The growth in the use of these two drug categories stems at least in part from the public's view of them as intrinsically “medical” products and therefore relatively harmless, said Gil Kerlikowske, director of the Office of National Drug Control Policy, at a press conference in September addressing the new data.
To illustrate this point, particularly about changing attitudes toward marijuana use, drug-control advocates noted that 14 states have legalized medical marijuana, and eight are considering such measures in their legislatures or on their November election ballots.
“There's clearly a movement to medicalize pot,” agreed Stevan Gressitt, M.D., founding director of the Maine Institute for Safe Medicine at the University of New England, in an interview with Psychiatric News. “The voters have said that.”
Medical Use of Marijuana
Also, 81 percent of Americans support legalizing marijuana for medical use, according to an ABC News/Washington Post national poll released earlier this year. It's a view not generally supported by medical groups and policymakers.
“Associating marijuana with medicine sends the wrong message,” said Kerlikowske.
Similar misconceptions apply to prescribed medicine.
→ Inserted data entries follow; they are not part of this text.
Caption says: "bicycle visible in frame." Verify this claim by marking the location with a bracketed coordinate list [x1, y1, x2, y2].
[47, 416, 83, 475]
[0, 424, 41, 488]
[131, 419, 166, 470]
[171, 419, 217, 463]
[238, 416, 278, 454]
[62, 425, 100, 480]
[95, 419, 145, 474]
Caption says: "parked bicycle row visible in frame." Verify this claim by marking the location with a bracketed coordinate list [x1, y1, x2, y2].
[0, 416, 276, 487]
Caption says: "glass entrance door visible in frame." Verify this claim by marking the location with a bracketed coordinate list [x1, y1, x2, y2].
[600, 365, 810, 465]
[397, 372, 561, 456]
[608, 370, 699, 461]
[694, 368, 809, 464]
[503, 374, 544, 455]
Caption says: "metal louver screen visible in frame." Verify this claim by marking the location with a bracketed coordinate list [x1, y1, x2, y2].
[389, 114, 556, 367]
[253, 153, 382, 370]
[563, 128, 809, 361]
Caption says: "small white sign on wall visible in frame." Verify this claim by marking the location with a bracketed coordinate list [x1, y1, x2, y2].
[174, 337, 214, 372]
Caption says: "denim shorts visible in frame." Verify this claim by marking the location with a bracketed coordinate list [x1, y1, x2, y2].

“Young people think that if it's in the medicine cabinet, then it can't be bad for you,” said Kerlikowske.
The number of youth who said they used marijuana in the month prior to the survey increased from 15.2 million in 2008 to 16.7 million in 2009, he noted.
The increasing number of people misusing marijuana is not yet reflected in abuse or addiction rates. For instance, 4.3 million people were classified as dependent on or abusers of marijuana or hashish in both 2002 and 2009. However, addiction to prescription medications has increased, from 1.5 million in 2002 to 1.9 million in 2009.
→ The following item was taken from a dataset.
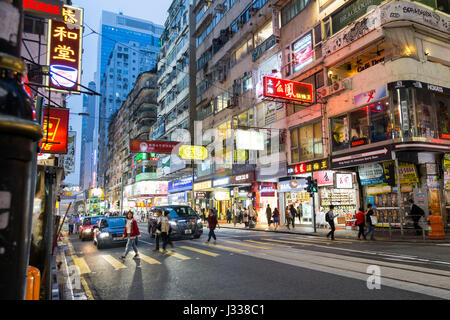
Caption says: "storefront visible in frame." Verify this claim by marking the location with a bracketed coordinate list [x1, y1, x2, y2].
[167, 177, 192, 206]
[330, 81, 450, 227]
Physicians' Roles Changing
The latest data indicate that a previously identified source of prescription drugs for many people who abuse them—multiple prescriptions from different physicians obtained by addicted people who “doctor shop”—may be less of a concern than a new source of such drugs. The survey found that more than half of those who said they abused prescription painkillers, which included but was not limited to people addicted to them, obtained such drugs from a relative or friend, and 80 percent of that group said that the medication was originally prescribed to their relative or friend by a single physician.
H. Westley Clark, M.D., M.P.H., director of the Center for Substance Abuse Treatment at SAMHSA, told Psychiatric News that the data suggest that physicians should focus less on screening for patients who are doctor shopping than on educating their patients to dispose of their unneeded prescription medications properly. Clark called this a “very important” step that physicians need to take.
Gressitt agreed that the misuse of prescription medications is a growing problem driven mainly by an older population who requires more powerful medications and the greater prevalence of 90-day prescriptions.
“That may lead to an oversupply” of prescription medications in circulation, Gressitt said.
Congress has begun to advance legislation to encourage prescription-drug disposal programs, including a bill (S 3397) passed by the Senate in August that would authorize state and local disposal programs to accept controlled substances. Similar legislation (HR 5809) passed the House in September. Supporters of the legislation said it was needed because many people have had few disposal options since federal law disallows turning in controlled substances to state or private disposal programs (Psychiatric News, September 3).
Despite a lack of specific legal authority to do so, many prescription-drug takeback programs already accept such controlled substances, Clark said.